And always cut chicken meat across the grain, as slices with shorter fibres are more tender.
Did you know 10% of a chicken’s weight was breast meat in 1980. Now 21% is breast meat
- Get rubbed the right way
A good way to change up the menu and get the most out of your chicken is to use a rub or marinade. There are so many different varieties available and it’s an easy way to get a super tasty result. Rubs are typically granular mixtures of spices and seasoning that add flavour but don’t necessarily tenderise. They can be applied shortly before cooking while marinades often require a bit more time to work their magic. These are liquids are made up of herbs, spices, and an acid —usually a citrus, vinegar, or alcohol. They not only add flavour to your meat but do the job of tenderizing as well!
Rubs: To help meat caramelise during cooking, try a rub of aromatic ginger, chilli and salt with brown sugar. There is of course conjecture about when and if to salt meat before cooking but a beautiful rub on a bird packs an extra flavour punch in my opinion. I’d highly recommend Ben Shute’s Moonshine BBQ Chicken Rub as he knows how to coat any cut of chicken! His aromatic and herby BBQ rub of turmeric, smoked paprika, rosemary, sage, lemon zest, salt and white pepper will add amazing colour and flavour to your chook. Smoke it long and slow in the BBQ, or go ahead and roast in the oven.

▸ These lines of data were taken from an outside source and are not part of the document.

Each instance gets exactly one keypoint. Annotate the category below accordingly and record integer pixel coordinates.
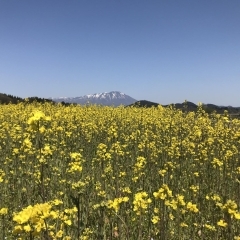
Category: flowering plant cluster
(94, 172)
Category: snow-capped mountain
(113, 98)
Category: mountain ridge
(116, 98)
(113, 98)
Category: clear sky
(158, 50)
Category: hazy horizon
(159, 51)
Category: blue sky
(159, 50)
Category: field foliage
(92, 172)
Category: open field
(89, 172)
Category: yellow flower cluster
(126, 173)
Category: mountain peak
(113, 98)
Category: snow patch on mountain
(114, 98)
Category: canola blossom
(94, 172)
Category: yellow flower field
(92, 172)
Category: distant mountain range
(116, 98)
(113, 98)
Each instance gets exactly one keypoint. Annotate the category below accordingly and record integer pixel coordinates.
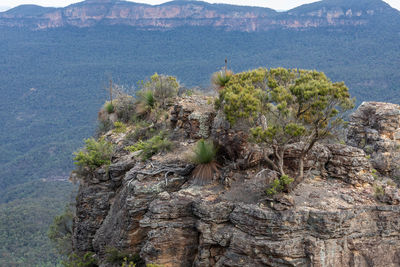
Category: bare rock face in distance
(333, 218)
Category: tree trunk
(280, 158)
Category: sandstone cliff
(196, 13)
(336, 217)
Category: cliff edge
(343, 214)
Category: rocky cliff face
(195, 13)
(336, 217)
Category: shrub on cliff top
(300, 106)
(152, 146)
(204, 156)
(164, 88)
(94, 155)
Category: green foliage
(60, 232)
(220, 78)
(94, 155)
(152, 146)
(87, 260)
(242, 97)
(26, 213)
(278, 185)
(128, 264)
(300, 106)
(374, 174)
(125, 105)
(379, 191)
(109, 107)
(115, 256)
(146, 101)
(32, 148)
(204, 152)
(119, 127)
(103, 127)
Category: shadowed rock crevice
(333, 218)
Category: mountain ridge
(327, 13)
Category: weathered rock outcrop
(375, 128)
(195, 13)
(333, 218)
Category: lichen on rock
(333, 218)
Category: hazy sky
(275, 4)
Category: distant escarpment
(345, 213)
(196, 13)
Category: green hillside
(52, 85)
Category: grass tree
(300, 106)
(204, 154)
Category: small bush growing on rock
(115, 256)
(94, 155)
(119, 127)
(146, 102)
(103, 127)
(379, 191)
(164, 88)
(152, 146)
(204, 156)
(87, 260)
(109, 107)
(278, 185)
(300, 106)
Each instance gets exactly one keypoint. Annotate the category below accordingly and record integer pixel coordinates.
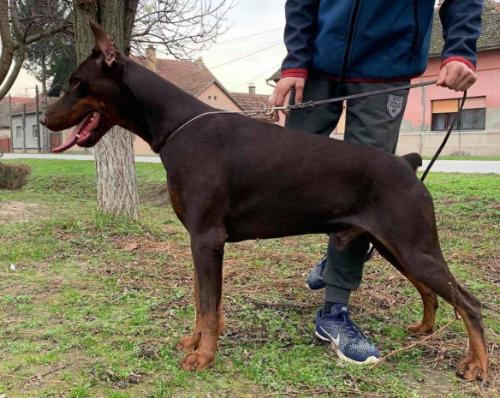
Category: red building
(431, 109)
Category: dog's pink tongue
(70, 141)
(72, 138)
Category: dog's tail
(414, 159)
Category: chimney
(251, 88)
(151, 58)
(199, 63)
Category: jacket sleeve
(461, 20)
(301, 16)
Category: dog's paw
(188, 343)
(472, 370)
(197, 360)
(420, 328)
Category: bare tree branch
(180, 27)
(19, 59)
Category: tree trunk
(114, 154)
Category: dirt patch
(13, 211)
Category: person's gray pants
(374, 121)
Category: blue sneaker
(315, 280)
(344, 335)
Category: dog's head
(90, 100)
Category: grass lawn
(92, 306)
(465, 157)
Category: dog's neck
(156, 107)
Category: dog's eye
(73, 83)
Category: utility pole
(38, 121)
(24, 128)
(10, 122)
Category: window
(473, 115)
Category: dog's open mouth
(82, 134)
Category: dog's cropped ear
(104, 44)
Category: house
(26, 132)
(430, 109)
(18, 124)
(192, 77)
(197, 80)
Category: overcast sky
(255, 35)
(262, 19)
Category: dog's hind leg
(207, 249)
(190, 343)
(429, 300)
(432, 271)
(423, 260)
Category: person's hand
(281, 93)
(456, 76)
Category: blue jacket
(374, 40)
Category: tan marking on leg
(204, 356)
(475, 365)
(429, 300)
(190, 343)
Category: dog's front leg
(207, 252)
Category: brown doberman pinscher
(233, 178)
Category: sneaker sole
(368, 361)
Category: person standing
(344, 47)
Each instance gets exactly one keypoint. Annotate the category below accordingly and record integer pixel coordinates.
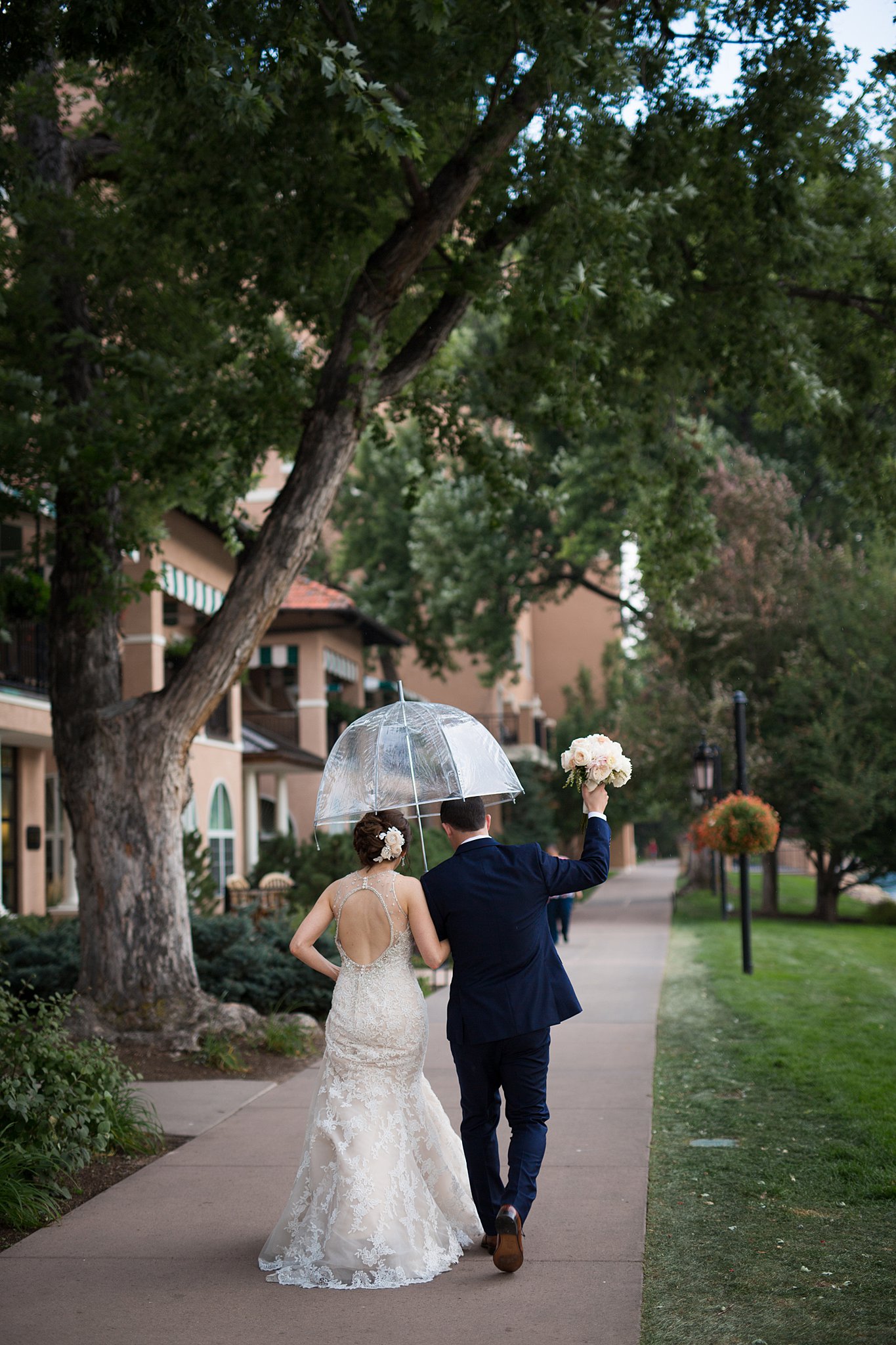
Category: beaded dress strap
(366, 885)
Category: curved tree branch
(875, 309)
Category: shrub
(28, 1187)
(739, 824)
(202, 892)
(39, 958)
(312, 870)
(236, 961)
(62, 1102)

Marinades: A quality marinade will keep the chicken moist and protect delicate bits from intense heat (or flames if you’re barbecuing) while adding that extra flavour kick. Try a marinade on the skinless breast for 30 mins, 2-3 hours work for chicken pieces and 6-8 hours is best for a whole chicken. Remember the maximum possible surface area has the best impact with a marinade. And feel free to make a few ‘slashes’ in the skin for the liquid to penetrate.
Any leftover marinade can be used to baste the meat while it’s on a grill, but no matter how tasty it is, don’t use leftover marinade as a sauce as it would have been contaminated by contact with raw meat. If you really want to re-use it, boil it for about 3 minutes.

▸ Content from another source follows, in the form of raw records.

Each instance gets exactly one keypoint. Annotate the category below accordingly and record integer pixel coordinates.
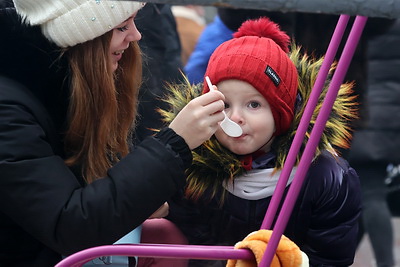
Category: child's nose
(236, 115)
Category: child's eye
(254, 104)
(122, 29)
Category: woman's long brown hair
(102, 107)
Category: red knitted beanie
(258, 55)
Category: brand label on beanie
(273, 75)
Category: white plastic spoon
(230, 127)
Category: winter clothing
(46, 210)
(324, 220)
(287, 253)
(76, 21)
(268, 69)
(161, 64)
(221, 29)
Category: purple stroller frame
(228, 252)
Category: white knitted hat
(70, 22)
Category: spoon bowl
(230, 127)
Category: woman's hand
(199, 119)
(161, 212)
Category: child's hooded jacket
(324, 221)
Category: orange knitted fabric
(287, 253)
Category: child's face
(247, 107)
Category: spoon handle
(210, 86)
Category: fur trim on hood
(213, 164)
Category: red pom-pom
(263, 27)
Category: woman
(70, 72)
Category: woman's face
(123, 35)
(247, 107)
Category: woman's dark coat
(45, 209)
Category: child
(231, 180)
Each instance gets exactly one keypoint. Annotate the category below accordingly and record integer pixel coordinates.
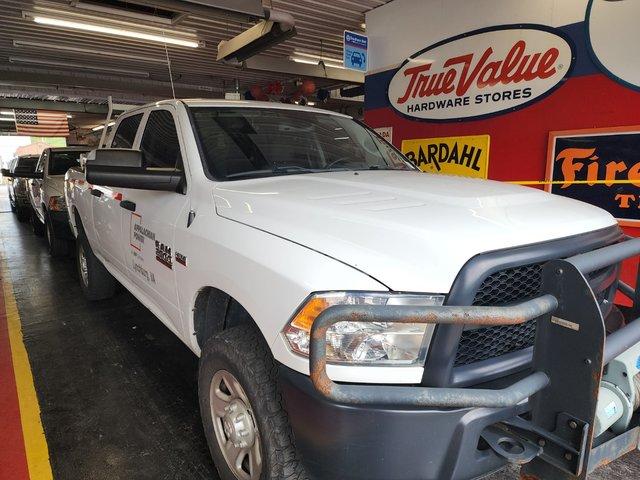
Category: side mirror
(114, 167)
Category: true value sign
(481, 73)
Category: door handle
(128, 205)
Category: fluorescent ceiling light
(333, 65)
(90, 51)
(79, 66)
(100, 127)
(120, 32)
(304, 60)
(319, 57)
(308, 61)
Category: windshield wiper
(285, 169)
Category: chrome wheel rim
(234, 426)
(84, 270)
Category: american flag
(41, 123)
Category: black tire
(97, 283)
(36, 225)
(243, 352)
(58, 247)
(23, 214)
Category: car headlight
(378, 343)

Did you know 95% of commercial restaurants have chicken on the menu
- The magic number
No pre-preparation, magic marinade or even a good rest with the chook bum-up will make an iota of difference to your poultry perfection if you don’t nail the essential ‘getting-it-properly-cooked’ bit. Turns out there is a sure fire rule of thumb on a cooking temperature for chicken which helps out a whole bunch!

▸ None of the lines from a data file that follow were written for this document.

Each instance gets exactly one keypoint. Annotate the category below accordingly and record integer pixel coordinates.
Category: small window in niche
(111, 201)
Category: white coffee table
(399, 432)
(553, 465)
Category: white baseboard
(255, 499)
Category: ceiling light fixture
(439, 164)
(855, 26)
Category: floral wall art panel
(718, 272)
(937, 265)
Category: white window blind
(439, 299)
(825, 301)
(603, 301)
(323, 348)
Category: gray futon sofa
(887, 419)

Remember One Temperature: 190°C
There’s no exact cooking time for every conceivable chicken recipe. Each one will call for various temps and times BUT in general 190°C is a good oven setting to cook chicken – roasted, baked, whole or chicken pieces. If you remember only one number, it’s 190°C.
An average chicken breast (220gms) takes approx. 30 mins in the oven. Or if you sear breasts in a hot pan for 3 or 4 minutes per side then they’ll just need 15 minutes more at the magic number. When a chicken breast is cooked through, you’ll likely see clear juices seeping out of it – this is your cue to remove and rest under foil.
When grilling on the BBQ, chicken can be unforgiving. It’s best to flatten breasts and marinade the pieces for best results. That way the average thickness of the meat is consistent and the marinade provides a little protection from the flames. Give each side a few minutes over direct, medium-high fire (you got it… at 190°C) for juicy brown chicken that’s cooked through. Joshua Bousel shares his secrets on his grilling column over at Serious Eats here.
Barbeques Galore has a solid guide for grilling and BBQing chicken here too.
Now, I know I made a song and dance about one number and the 190°C etc, etc… but if you’re feeling like a rebel, try this for the perfect roast:
Preheat oven to 230°C. Cook whole chook (covered in foil) for 15 minutes before reducing the temperature to 175°C. Then roast for 20 minutes per 500gms. Remove the foil for the last half hour and rest for the birds for 10mins before carving.
You can eat pink meat safely as long as it’s reached 75°C (measured using a food thermometer) The pink colour is due to haemoglobin in tissues which forms most often in young birds.
- Now, shred it!
Finally, if you’ve ended up with overcooked or dried chicken despite your best efforts (and it happens to the best of us) never fear… you can always fix it.
Grab two forks and start shredding! You can then use the smaller pieces of meat in any number of brilliant recipes that are just a bit more saucy to revive the parched poultry. Stirring it into a sauce means that it will come in contact with other juices or liquid, and you will have created something more than the sum of its parts.
There are plenty of options, whether it’s a mushroom wine sauce over pasta or a coconut-based curry. Add your chicken to a simple broth and before you know it, you’ve got a beautiful chicken soup. Serve it cold with a tasty Asian Chicken Salad or go for some Mexican with Chicken Enchiladas or Burritos. Chicken is a versatile meat and you can’t go wrong even when you’ve cooked your goose!